Decisão do TJMG que absolveu acusado de estupro de menina de 12 anos gera apuração da Corregedoria Nacional de Justiça
A Corregedoria Nacional de Justiça (CNJ) determinou a abertura de uma apuração sobre a decisão do Tribunal de Justiça de Minas Gerais (TJMG) que absolveu, em fevereiro, um homem de 35 anos acusado de estupro de vulnerável. O caso envolve uma menina de apenas 12 anos de idade, residente em Indianópolis, no estado mineiro.
Desembargador e TJMG têm prazo para prestar esclarecimentos iniciais
Segundo determinação do ministro Mauro Campbell Marques, o TJMG e o desembargador responsável pelo caso, Magid Nauef Láuar, têm cinco dias para apresentar esclarecimentos iniciais à CNJ. A investigação busca analisar os fundamentos da sentença que anulou uma condenação anterior de nove anos e quatro meses de prisão.
O homem acusado do crime foi preso em flagrante no ano de 2024, mas deixou o sistema prisional no dia 13 de fevereiro, após autorização da Justiça de Minas Gerais. Além do suspeito, a mãe da menina também foi alvo de denúncia do Ministério Público de Minas Gerais (MPMG), acusada de ter se omitido ao ter conhecimento do crime.
Argumentação do desembargador baseia-se em "vínculo afetivo consensual"
Em sua decisão, o desembargador Magid Nauef Láuar entendeu que o réu e a vítima mantinham um "vínculo afetivo consensual", sem atos de violência, coação, fraude ou constrangimento. Ele destacou ainda que o relacionamento teria ocorrido com prévia aquiescência dos genitores da vítima e seria vivenciado aos olhos de todos.
O relator do caso na segunda instância argumentou que existiriam "peculiaridades" no processo que permitiriam que precedentes legais não fossem aplicados. Contudo, o Código Penal brasileiro estabelece claramente que manter relações sexuais com um menor de 14 anos configura estupro de vulnerável, independentemente de consentimento.
Posicionamento do Superior Tribunal de Justiça e divergência interna no TJMG
O entendimento consolidado pelo Superior Tribunal de Justiça (STJ) é que o consentimento não exclui a caracterização do crime quando se trata de uma pessoa com menos de 14 anos. No julgamento realizado na 9ª Câmara Criminal do TJMG, o desembargador Walner Barbosa Milward de Azevedo apoiou a decisão de Láuar, formando maioria pela absolvição.

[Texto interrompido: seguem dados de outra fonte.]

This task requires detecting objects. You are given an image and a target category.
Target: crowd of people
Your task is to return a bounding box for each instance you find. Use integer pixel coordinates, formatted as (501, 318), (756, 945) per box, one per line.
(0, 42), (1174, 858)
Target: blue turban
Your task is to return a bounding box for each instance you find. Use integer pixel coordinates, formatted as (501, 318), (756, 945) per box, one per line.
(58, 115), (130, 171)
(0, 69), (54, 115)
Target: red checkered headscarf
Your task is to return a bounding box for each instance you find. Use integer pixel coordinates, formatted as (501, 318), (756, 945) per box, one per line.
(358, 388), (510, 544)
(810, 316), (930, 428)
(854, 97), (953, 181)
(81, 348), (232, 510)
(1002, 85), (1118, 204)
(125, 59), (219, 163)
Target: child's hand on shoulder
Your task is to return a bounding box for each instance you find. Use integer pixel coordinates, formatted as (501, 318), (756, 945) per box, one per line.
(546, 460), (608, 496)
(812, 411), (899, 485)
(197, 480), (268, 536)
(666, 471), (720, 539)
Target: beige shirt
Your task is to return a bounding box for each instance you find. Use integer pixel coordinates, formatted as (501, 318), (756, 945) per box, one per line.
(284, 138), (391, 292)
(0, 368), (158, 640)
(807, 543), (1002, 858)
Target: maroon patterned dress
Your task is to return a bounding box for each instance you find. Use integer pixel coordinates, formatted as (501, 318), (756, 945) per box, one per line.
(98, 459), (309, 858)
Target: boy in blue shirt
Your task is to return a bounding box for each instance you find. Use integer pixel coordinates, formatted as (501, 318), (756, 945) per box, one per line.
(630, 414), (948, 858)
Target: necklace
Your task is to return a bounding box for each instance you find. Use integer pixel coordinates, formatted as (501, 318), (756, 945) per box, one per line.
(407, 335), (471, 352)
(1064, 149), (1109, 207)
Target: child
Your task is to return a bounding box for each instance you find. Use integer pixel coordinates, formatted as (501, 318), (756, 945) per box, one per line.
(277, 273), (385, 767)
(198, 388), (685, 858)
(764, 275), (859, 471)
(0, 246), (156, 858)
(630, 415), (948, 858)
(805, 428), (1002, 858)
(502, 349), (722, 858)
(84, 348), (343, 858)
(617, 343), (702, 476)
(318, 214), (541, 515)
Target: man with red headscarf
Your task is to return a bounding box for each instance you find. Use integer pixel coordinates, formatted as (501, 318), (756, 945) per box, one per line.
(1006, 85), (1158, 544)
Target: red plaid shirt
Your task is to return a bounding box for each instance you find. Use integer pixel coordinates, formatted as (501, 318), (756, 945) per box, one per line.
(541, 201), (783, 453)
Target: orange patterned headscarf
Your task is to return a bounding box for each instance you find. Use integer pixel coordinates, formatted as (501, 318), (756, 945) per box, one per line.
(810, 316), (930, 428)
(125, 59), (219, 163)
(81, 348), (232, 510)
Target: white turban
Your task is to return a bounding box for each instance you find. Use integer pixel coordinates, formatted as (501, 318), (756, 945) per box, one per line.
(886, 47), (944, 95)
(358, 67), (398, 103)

Em contrapartida, a desembargadora Kárin Emmerich divergiu do entendimento da maioria, destacando a necessidade de aplicar a legislação vigente sobre proteção a menores. O Ministério Público de Minas Gerais, que denunciou o suspeito em abril de 2024, anunciou que vai identificar o caminho adequado para recorrer da decisão.
Reações políticas de esquerda e direita criticam a normalização do abuso
Políticos de diferentes espectros ideológicos se manifestaram contra a absolvição. A deputada federal mineira Duda Salabert, do PDT, afirmou em redes sociais que "chamar violência de 'amor' não muda a lei". Ela ressaltou que a denúncia não é contra um juiz específico, mas contra uma falha estrutural do Estado.
Já o deputado Nikolas Ferreira, do PL, pontuou que "não importa se a vítima consentiu, se já teve outros relacionamentos, se ela disse que gosta dele". Ele argumenta que a decisão do desembargador normaliza o abuso de menores de idade, indo contra os princípios de proteção estabelecidos na legislação brasileira.
O caso continua a repercutir intensamente na Justiça e na sociedade, levantando debates sobre a aplicação das leis de proteção à infância e adolescência no país.